During necrosis, IL-33 remains in its active form whereas, under

During necrosis, IL-33 remains in its active form whereas, under conditions of apoptotic cell death, the executor caspases, caspase-3 and caspase-7, cleave IL-33 into an inactive form [59]; however, in fibroblasts, IL-33 can also be released in

an active process triggered by mechanical stretching. No studies have so far reliably identified apoptosis or necrosis in the lungs of asthmatics, although cell death can regulate the release of IL-33 in asthma [60]. In neutrophils, pro-IL-33 can also be processed into a functionally more mature form via the action of neutrophil elastase and cathepsin G, and subsequently released [61]. Clearance of apoptotic cells, following allergen exposure, in bronchial epithelial cells requires Rac1, which leads to a suppression of IL-33 production in a process requiring IL-10 in mice [62]. In an HDM-driven murine model of asthma, the epithelial repair Selleckchem GSK126 factor Trefoil factor 2 has been shown to induce IL-33 production in airway epithelia, alveolar macrophages, and FcγRI+ inflammatory DCs and thus to contribute to the induction of Th2 immunity, in

a process requiring the chemokine receptor and putative TTF2 receptor CXCR4 [53]. In virally induced airway inflammation, a typical cause of asthma exacerbation, alveolar macrophages produce large amounts of IL-33 [19]. It also appears that TLR4 and IL-1R signaling on epithelial cells occurs upstream Regorafenib cost of epithelial IL-33 release in asthma [40, 41]. The expression of T1/ST2 is itself subject to tight control through ubiquitination. As for many other cytokine receptors, ligand binding induces downregulation of surface T1/ST2. The F-box protein FBXL-19 is an orphan member of the Skp1-cullin-F

box family of E3 ubiquitin ligases that binds to T1/ST2 and mediates its degradation by the proteasome, partially through the activity of GSK3 kinase [63]. It is currently unknown whether T1/ST2 is differentially ubiquitinated in asthmatics, or if the levels of FBXL-19 are modified in asthmatics versus healthy control subjects, and could be influenced by drugs and therefore be a therapeutic option for asthma.
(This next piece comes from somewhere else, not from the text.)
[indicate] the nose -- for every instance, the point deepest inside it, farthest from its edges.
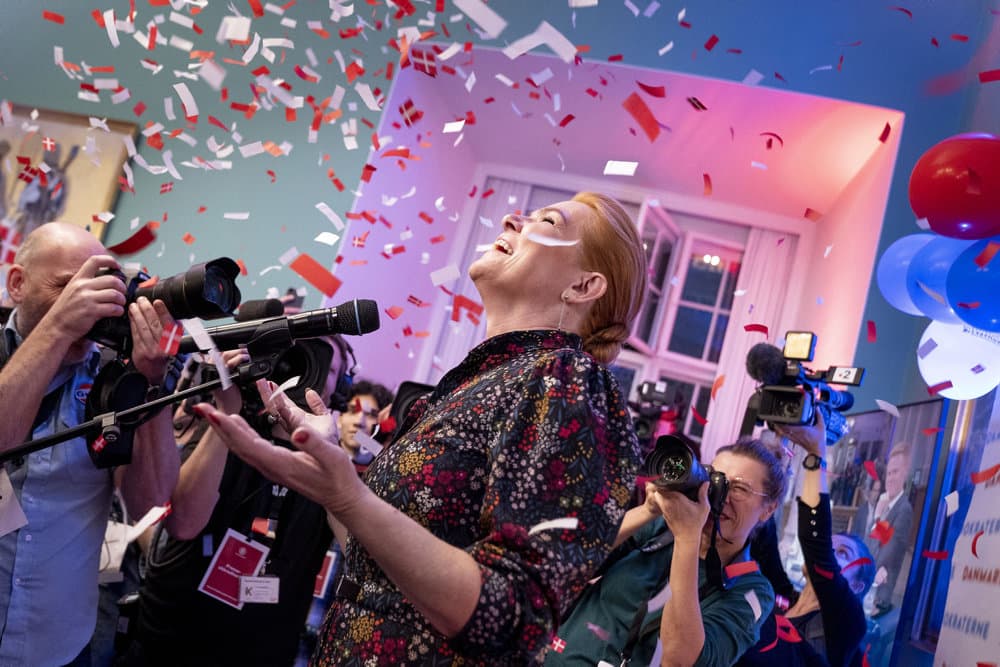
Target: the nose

Interleukin-25 is released by bronchial epithelial cells and airway inflammatory cells of allergen-challenged mice Megestrol Acetate and humans (Fig. 2, [64-66]). The proteolytic enzyme MMP7 released from bronchial epithelial cells is necessary for the optimal production of IL-25 [67]. Although IL-25 promotes Th2 immunity in the lung in mice [68, 69], its potential to activate DCs remains unclear. Epithelial-derived IL-25 induces Jagged 1 expression on DCs and leads to Th2 responses in the lung of RSV-infected mice [70]. Furthermore, IL-25 induces IL-9 production by Th9 cells, via the IL-17RB subunit [71]. When administered via the airways, IL-25 acts directly on pre-ILC2s to induce their expansion and activation [9].